Ah oui ! Le titre et la phrase d'introduction. Une petite explication.
Dans une lettre à un de ses amis, Descartes discute de la question à la base de la quatrième partie du Discours de la méthode, mais la sentence y figure sous cette forme, « Je pense, je suis », ce qui établit une corrélation et non une causalité, celle qu'indique le “donc” de la sentence qui court les écrits de son temps. Une corrélation est le constat de l'habituelle présence simultanée de certains faits où l'on ne peut déterminer assurément une causalité.
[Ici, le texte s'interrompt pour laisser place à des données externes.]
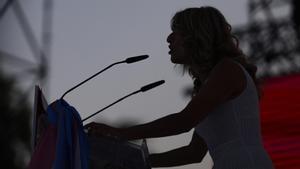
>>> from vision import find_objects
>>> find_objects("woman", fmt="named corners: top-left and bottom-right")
top-left (86, 7), bottom-right (273, 169)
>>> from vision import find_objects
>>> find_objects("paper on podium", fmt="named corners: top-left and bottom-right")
top-left (89, 137), bottom-right (151, 169)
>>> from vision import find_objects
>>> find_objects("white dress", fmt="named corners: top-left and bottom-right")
top-left (195, 64), bottom-right (273, 169)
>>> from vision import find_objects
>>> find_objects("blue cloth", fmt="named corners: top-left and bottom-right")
top-left (47, 99), bottom-right (89, 169)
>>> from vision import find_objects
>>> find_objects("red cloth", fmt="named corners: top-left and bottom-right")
top-left (260, 75), bottom-right (300, 169)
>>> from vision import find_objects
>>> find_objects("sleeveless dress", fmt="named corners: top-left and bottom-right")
top-left (195, 63), bottom-right (273, 169)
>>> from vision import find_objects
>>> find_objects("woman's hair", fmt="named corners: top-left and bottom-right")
top-left (171, 6), bottom-right (260, 97)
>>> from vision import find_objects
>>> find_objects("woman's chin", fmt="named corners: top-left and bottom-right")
top-left (171, 56), bottom-right (184, 64)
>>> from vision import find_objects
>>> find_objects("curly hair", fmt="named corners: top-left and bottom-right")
top-left (171, 6), bottom-right (260, 95)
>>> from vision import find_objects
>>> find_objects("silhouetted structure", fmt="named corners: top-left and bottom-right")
top-left (0, 0), bottom-right (53, 100)
top-left (235, 0), bottom-right (300, 169)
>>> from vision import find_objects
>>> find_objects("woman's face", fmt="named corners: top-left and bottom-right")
top-left (167, 30), bottom-right (188, 64)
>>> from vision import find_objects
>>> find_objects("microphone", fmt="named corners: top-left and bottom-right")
top-left (81, 80), bottom-right (165, 122)
top-left (125, 55), bottom-right (149, 64)
top-left (61, 55), bottom-right (149, 99)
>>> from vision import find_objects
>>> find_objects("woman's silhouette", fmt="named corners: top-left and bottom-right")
top-left (86, 7), bottom-right (273, 169)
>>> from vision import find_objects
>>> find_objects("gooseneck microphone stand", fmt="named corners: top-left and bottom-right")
top-left (60, 55), bottom-right (149, 99)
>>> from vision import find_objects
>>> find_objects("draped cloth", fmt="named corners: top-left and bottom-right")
top-left (28, 99), bottom-right (89, 169)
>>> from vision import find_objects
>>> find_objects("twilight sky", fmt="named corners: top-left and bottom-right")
top-left (0, 0), bottom-right (247, 169)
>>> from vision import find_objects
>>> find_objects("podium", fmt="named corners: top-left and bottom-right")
top-left (32, 86), bottom-right (151, 169)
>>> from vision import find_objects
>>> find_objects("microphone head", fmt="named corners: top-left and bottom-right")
top-left (125, 55), bottom-right (149, 63)
top-left (140, 80), bottom-right (165, 92)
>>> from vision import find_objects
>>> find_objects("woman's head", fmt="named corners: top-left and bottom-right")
top-left (167, 7), bottom-right (242, 76)
top-left (167, 6), bottom-right (258, 96)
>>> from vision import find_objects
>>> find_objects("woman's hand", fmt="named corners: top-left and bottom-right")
top-left (84, 122), bottom-right (122, 139)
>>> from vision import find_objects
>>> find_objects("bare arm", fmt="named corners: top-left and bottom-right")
top-left (150, 132), bottom-right (207, 168)
top-left (120, 60), bottom-right (245, 140)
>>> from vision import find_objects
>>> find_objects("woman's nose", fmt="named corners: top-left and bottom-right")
top-left (167, 32), bottom-right (173, 43)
Ici, “je pense, je suis” ou “je suis, je pense” sont le même propos : penser et être sont massivement corrélés mais penser, est-ce la cause ou l'effet, être, la cause ou l'effet, ou les deux sont-ils causes d'un effet ou effets d'une cause, ou cette corrélation est-elle due au hasard ?
Par prudence, il vaut de ne pas confondre causalité et corrélation, ça évite bien des erreurs.